Constantine invited 1,800 Bishops (1,000 from the east, 800 from the west) from all over the Christian world to attend a council and settle their theological disputes in Nicea in AD325.
There was not an official count made of those who actually attended, but Athanasius counted 318 in total.
Each Bishop was allowed to bring two priests and three deacons, so it is likely that there were close to 2,000 people present for the council.
This was the first ecumenical (world-wide) gathering of the church.
Among the Bishops was one who would take center stage in the debate.
The Presbyter Arius proposed the idea that Jesus, while having a form of divinity, was not coequal or coeternal with the Father.
In opposition to Arius was Alexander of Alexandria and Athanasius, who contended that Jesus was fully divine, bring coequal and coeternal with the Father.
This may seem like a simple and somewhat small debate, but it has tremendous consequences in Christian thought.
It is essentially asking the question: Is Jesus created, or uncreated?
Is Jesus Creator of all, or is He a part of the Created order?
It is important to realize that Arius was not denying that Christ was divine or even that He was the creator of the whole universe.
Arius believed Jesus created everything “else”.
But Arius rejected that Jesus Himself was uncreated.
In the council, a very specific set of ideas was being debated.
Homoousia - Christ is of the “same substance” with the Father.
Homoiousia - Christ is of “similar substance” with the Father.
Heteroousia - Christ is of “difference substance” than the Father.
Arius continued to argue that the Son was not eternal, but rather created by God as His first creation, and through Him all “other” things were made.
This would mean that he took the “Heteroousia” position.
The semi-arians took the “homoiousia” position”
NOTE: The modern expression of this is within the Jehovah Witness movement, who still argue that the Son of not coequal or coeternal with the Father. They have even written their own Bible translation “The New World Translation” which has many errors by the translators which attempt to deny the complete eternality and divinity of Christ.
The Decisions Reached by the Council
The council decided overwhelmingly against the Arian position.
Of all the Bishops present, only two refused to sign the creed which was adopted containing the language of “homoousia”.
These two, along with Arius, were banished to Illyria.
The Arian Controversy was not the only decision made by the council.
There was also debate about dating and celebrating Resurrection Sunday (also called Easter).
They knew that the crucifixion and resurrection coincided with the Jewish Passover celebration, and yet there was concern that the methods used by the Jews for dating the time was inaccurate.

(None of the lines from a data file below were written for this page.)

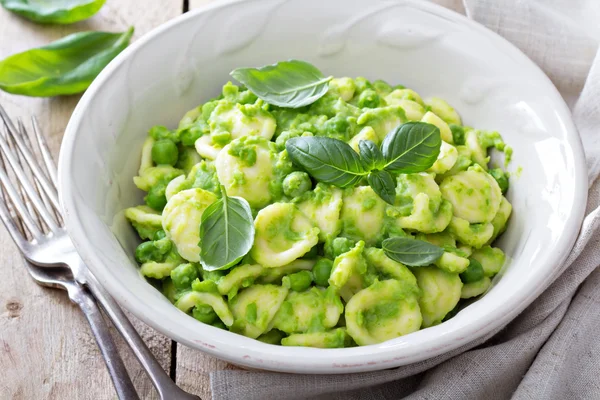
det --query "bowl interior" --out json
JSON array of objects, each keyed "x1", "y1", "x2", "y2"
[{"x1": 60, "y1": 0, "x2": 587, "y2": 373}]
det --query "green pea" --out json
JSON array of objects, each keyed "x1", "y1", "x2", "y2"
[
  {"x1": 460, "y1": 258, "x2": 484, "y2": 283},
  {"x1": 148, "y1": 125, "x2": 179, "y2": 143},
  {"x1": 135, "y1": 242, "x2": 163, "y2": 264},
  {"x1": 449, "y1": 124, "x2": 465, "y2": 146},
  {"x1": 490, "y1": 168, "x2": 508, "y2": 194},
  {"x1": 354, "y1": 77, "x2": 373, "y2": 93},
  {"x1": 180, "y1": 121, "x2": 208, "y2": 147},
  {"x1": 201, "y1": 270, "x2": 227, "y2": 282},
  {"x1": 171, "y1": 263, "x2": 198, "y2": 289},
  {"x1": 357, "y1": 89, "x2": 381, "y2": 108},
  {"x1": 325, "y1": 237, "x2": 355, "y2": 258},
  {"x1": 152, "y1": 139, "x2": 179, "y2": 165},
  {"x1": 192, "y1": 279, "x2": 219, "y2": 293},
  {"x1": 192, "y1": 305, "x2": 217, "y2": 324},
  {"x1": 283, "y1": 171, "x2": 312, "y2": 197},
  {"x1": 313, "y1": 258, "x2": 333, "y2": 287},
  {"x1": 256, "y1": 329, "x2": 285, "y2": 344},
  {"x1": 302, "y1": 245, "x2": 321, "y2": 260},
  {"x1": 283, "y1": 271, "x2": 312, "y2": 292},
  {"x1": 152, "y1": 229, "x2": 167, "y2": 240},
  {"x1": 373, "y1": 79, "x2": 392, "y2": 95},
  {"x1": 144, "y1": 183, "x2": 167, "y2": 211}
]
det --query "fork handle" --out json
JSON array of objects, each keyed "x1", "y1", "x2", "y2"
[
  {"x1": 68, "y1": 285, "x2": 139, "y2": 400},
  {"x1": 82, "y1": 270, "x2": 200, "y2": 400}
]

As a result, the council made the decision to calculate the time of the celebration for themselves.
There was also the suppression of the Meletian Schism.
Meletius of Lycopolis was a Bishop who had created a stir because he refused to receive back into fellowship those who had avoided persecution by renouncing their faith and subsequently repented of that decision.
Other Bishops had openly welcomed back those who had repented, but Meletius was stern in his position.